Even if you have tons of data, very powerful search engines are now available. For very complex things, of course, the argument of the excessive burden of work could still be invoked under the EU jurisprudence. However, the idea that the Commission’s huge administration has not the technical means to connect such simple data as travel and finance with 28 commissioners’ names is simply laughable. If one European institution answers you this, you may be sure its managers are either incompetent or dishonest.
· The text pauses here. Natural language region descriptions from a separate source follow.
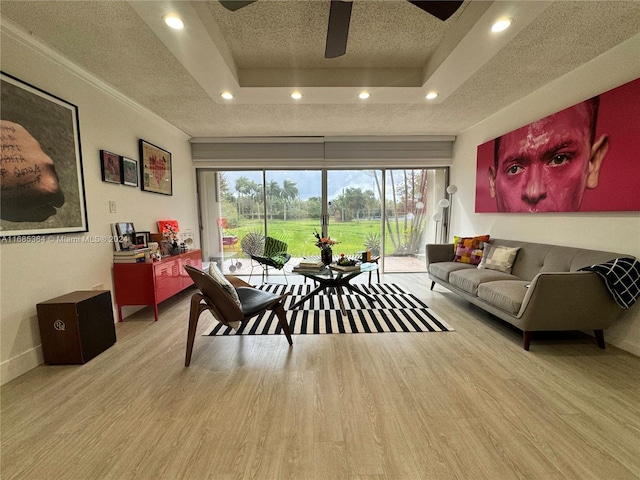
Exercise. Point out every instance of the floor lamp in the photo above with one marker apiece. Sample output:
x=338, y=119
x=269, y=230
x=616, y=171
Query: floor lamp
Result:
x=437, y=217
x=451, y=191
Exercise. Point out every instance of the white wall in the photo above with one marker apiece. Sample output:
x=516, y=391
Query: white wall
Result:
x=611, y=231
x=37, y=272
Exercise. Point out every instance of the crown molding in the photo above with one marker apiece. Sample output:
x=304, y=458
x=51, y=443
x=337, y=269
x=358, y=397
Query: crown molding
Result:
x=28, y=40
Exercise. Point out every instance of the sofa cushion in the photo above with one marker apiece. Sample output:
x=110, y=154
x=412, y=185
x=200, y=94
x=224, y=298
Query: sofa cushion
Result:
x=505, y=294
x=499, y=258
x=469, y=279
x=469, y=249
x=443, y=269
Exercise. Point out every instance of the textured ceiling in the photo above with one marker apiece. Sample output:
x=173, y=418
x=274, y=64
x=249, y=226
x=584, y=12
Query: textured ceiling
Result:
x=266, y=50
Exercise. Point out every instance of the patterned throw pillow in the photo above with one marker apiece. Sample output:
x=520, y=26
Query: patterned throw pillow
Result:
x=469, y=249
x=497, y=257
x=219, y=277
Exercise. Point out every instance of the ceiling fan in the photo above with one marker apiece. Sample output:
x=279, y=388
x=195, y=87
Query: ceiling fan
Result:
x=340, y=16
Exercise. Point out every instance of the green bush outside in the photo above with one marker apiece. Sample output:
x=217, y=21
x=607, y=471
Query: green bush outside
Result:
x=299, y=234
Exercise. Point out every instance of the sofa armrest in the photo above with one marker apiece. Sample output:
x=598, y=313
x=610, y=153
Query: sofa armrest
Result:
x=439, y=252
x=568, y=301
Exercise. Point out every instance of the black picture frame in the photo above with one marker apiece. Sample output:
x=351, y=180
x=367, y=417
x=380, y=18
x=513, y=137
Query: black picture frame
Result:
x=129, y=168
x=155, y=169
x=142, y=238
x=110, y=167
x=51, y=128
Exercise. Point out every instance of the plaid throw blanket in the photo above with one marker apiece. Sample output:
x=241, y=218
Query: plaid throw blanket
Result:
x=622, y=277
It remains important to keep asking these questions. It has been heard in some corridors that even in the previous Commission, the administration still had problems with one commissioner trying regularly to have his accompanying wife’s travels paid by the taxpayer. History teaches us that temptations will always remain, and transparency will always remain the best way to combat them. As Montesquieu wrote, “it is necessary from the very nature of things that power should be a check to power”. (L’esprit des Lois, Book XI, Chapter 4). In that spirit, good access to public information is a very important tool to obtain better public management. That’s why we fought 20 years ago to get it in the EU Treaty, and others will have to fight to keep it alive.
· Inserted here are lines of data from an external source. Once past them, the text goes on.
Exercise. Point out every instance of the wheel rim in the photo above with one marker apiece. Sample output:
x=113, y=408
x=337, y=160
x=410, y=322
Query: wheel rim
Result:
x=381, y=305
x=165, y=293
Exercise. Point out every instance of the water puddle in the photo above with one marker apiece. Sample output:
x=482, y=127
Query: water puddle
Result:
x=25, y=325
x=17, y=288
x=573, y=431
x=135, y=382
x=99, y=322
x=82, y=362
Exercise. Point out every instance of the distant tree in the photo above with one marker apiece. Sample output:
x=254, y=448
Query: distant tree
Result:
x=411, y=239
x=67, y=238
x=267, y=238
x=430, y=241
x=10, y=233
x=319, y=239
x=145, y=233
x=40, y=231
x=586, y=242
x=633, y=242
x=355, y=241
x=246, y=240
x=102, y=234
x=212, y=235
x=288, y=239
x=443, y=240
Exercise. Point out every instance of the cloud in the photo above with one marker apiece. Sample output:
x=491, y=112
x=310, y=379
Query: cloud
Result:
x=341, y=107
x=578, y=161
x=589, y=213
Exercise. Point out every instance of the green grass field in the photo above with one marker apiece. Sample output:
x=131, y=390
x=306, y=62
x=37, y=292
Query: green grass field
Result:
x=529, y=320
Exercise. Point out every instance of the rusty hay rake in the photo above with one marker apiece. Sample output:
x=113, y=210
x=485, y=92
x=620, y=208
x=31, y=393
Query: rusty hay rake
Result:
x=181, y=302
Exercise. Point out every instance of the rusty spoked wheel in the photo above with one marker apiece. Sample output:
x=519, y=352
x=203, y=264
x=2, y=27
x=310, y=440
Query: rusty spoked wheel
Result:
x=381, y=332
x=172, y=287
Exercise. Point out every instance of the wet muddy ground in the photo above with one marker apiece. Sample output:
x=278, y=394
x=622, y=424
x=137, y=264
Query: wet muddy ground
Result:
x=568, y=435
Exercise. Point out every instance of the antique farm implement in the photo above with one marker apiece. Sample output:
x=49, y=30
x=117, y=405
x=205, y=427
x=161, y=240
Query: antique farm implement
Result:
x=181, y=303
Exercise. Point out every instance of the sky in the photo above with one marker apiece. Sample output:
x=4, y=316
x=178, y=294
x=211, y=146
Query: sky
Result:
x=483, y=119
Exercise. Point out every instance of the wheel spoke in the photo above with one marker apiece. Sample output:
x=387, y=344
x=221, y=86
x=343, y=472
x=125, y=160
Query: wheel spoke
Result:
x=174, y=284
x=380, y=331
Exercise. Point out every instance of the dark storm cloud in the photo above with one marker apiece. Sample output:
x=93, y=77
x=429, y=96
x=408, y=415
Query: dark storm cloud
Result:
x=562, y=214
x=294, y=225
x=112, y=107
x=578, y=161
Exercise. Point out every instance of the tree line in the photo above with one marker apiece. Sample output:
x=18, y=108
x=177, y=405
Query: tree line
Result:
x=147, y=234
It is all the more important that all institutions, and especially the EU ones, suffer presently from an important crisis of trust. This appears to be one of the essential causes of populism’s rise. In a recent (and revealing) CEPR report on this evolution, the authors clearly underline that “more transparency and accountability at the level of the European institutions are clearly needed. National and EU officials have given lip service to these ideas but taken little concrete action”[2]. This is perfectly right, and it is time to do better if we want precisely to protect our EU institutions, even if many EU officials still prefer to pay lip service to transparency than to apply it concretely.
Franklin DEHOUSSE
Professor at the University of Liège
Former Special representative of Belgium
Former judge at the Court of justice of the European Union
[1] See its excellent Q & A on the topic.
[2] C. Dustmann, B. Eichengreen, S. Otten, A. Sapir, G. Tabellini, G. Zoega, Populism and trust in Europe , CEPR, 2017.